Presented in association with Breaking the Binary Theatre, In the Amazon Warehouse Parking Lot paints a bleak portrait of the near-future, run by a corporate monolith where people are merely names on boxes, not individuals with real purpose. There is no communication, no connections; packages revolve on an overhead conveyor belt and are ultimately shipped off to destinations that might barely exist. It’s a world where no one can travel, except from Amazon job to Amazon job; the trucks will roar down that highway by the warehouse, but not the crew, who wonder where their friends and relatives are, whether they are alive or dead. The only thing that matters is that the packages get delivered, but it is never implied what might be in them. What other companies are even out there, still doing business?

Emmie Finckel’s scenic design switches between the packing room and the outside, a melding of utopia and dystopia; neither place offers the staff any sense of freedom. Cha See’s lighting and Sinan Refik Zafar’s sound create an enveloping sense of potential doom that could come at any moment. Mel Ng’s costumes feature the familiar Amazon orange vests, under which the employees wear regular clothing, sometimes with an edge, as with Ash’s T-shirt that depicts gay rights activist Marsha P. Johnson. (In the script, Mantell notes, “All of the characters are queer. . . . Jen is androgynous / butch / masc. I think El probably is too. Sara is transfeminine and high femme. At least half the cast should be gender nonconforming. The majority of the cast should be BIPOC — and Jen and Sara must be. Sara is ‘the baby,’ but the others are written to be over fifty. My hope is that these roles become something my generation of actors can age towards, and that by the time they get here, the pool will look very different than it does now.”)

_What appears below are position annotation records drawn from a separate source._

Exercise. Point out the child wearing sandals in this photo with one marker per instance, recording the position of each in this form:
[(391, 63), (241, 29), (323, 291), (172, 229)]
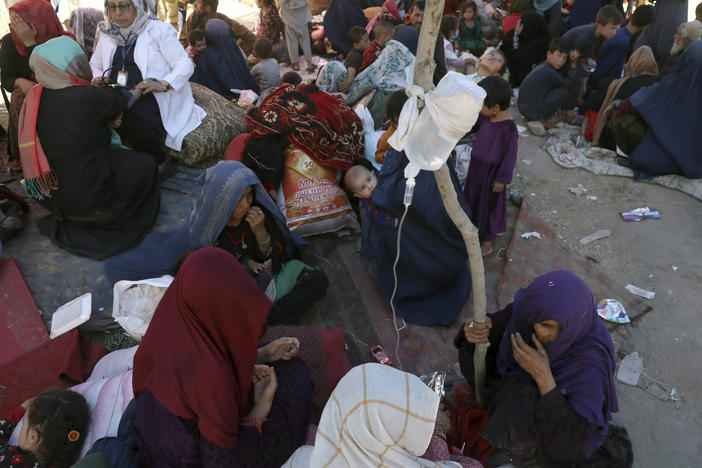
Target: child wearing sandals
[(54, 428), (492, 162)]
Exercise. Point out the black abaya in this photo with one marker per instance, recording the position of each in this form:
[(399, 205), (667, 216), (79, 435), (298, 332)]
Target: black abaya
[(107, 199)]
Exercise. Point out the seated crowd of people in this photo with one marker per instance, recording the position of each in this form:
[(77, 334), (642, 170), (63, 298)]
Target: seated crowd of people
[(207, 389)]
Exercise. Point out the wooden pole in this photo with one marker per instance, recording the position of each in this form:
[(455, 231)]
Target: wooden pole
[(423, 76)]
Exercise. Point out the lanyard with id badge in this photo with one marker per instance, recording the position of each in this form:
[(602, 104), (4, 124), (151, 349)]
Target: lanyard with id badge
[(123, 73)]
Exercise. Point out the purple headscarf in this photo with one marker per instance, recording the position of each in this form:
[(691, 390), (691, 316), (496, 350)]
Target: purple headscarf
[(581, 357)]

Mantell’s (The Good Guys, Tiny) dialogue is sharp and incisive, and Battat (Problems Between Sisters, Layalina) directs with an astute sure-handedness. The ensemble is outstanding, led by Lavinia Grays (Men on Boats, In the Next Room or The Vibrator Play), who is like a stand-in for the audience, wanting to find out more, even if it involves taking risks. If this kind of apocalypse is ever going to happen, this is the group you want to be with. Then again, at that point, it might be too late. Fiddling with her Amazon device, El says, “Sometimes I think if I drop it just right it’ll short circuit and reconnect itself to the world beyond the corporation,” to which Maribel responds, “What world?”

As Herodotus also wrote, “One should always look to the end of everything, how it will finally come out.”

Just like Amazon, in the end, Mantell’s gripping play delivers.